Taking place last weekend in Cardiff, the Iris Prize 2021 was a true celebration of LGBTQI film. The winners were announced on Saturday night at a special awards ceremony, with attendance from directors David Färdmar and Peeter Rebane, actor Tom Prior and US filmmaker Cheryl Dunye, famous for her involvement with Netflix’s Bridgerton.

Sponsored by The Michael Bishop Foundation, UK filmmakers Sam Arbor and Adam Ali championed a double win in scooping the £30,000 Iris Prize alongside the Best British Award. Marking the second time in the festival’s fifteen-year history that a film has won both categories, Sam and Adam will be utilising the prize money to make a new short film in Wales. Doesn’t that sound great?

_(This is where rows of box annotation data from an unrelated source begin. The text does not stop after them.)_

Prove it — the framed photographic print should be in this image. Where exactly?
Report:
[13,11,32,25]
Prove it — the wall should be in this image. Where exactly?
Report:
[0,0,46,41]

Heather Small at the opening night of The Iris Prize 2021

Playing a mother under emotional siege in Leyla Yilmaz’s Not Knowing, Senan Kara secured the prize for Best Performance in a Female Role. Sponsored by DIVA Magazine, the award was granted by our very own Roxy Bourdillon. Moreover, Udo Kier scooped the Best Performance in a Male Role for his achievement in Todd Stephens’ Swan Song and the Iris Prize Youth Jury Award, sponsored by Cardiff University, was awarded to Lloyd Eyre-Morgan and Neil Ely for S.A.M.

That’s not all, DIVAs! Rebel Dykes won the prize for the Best Feature Award, sponsored by Bad Wolf. Directed by Harri Shanahan and Siân A. Williams and produced by Riot Productions’ Siobhan Fahey, the documentary follows the true story of the Rebel Dykes, a radical community of women and non-binary people living in post-punk 1980s London. Having met at Greenham Common peace camp, the Rebel Dykes became a collective of artists, performers, musicians and activists hell-bent on increasing queer visibility. Their story is truly inspiring, and their win is a watershed moment for #WLW representation. Yay!

The fun doesn’t stop there! Whilst this year’s festival might be over, Iris On The Move, the touring outreach initiative of Iris Prize, begins in January 2022. It will offer special screenings and workshops across the UK, including in London, Manchester, Brighton and Glasgow. Next year’s festival will be running in October 2022 – see you there, DIVAs!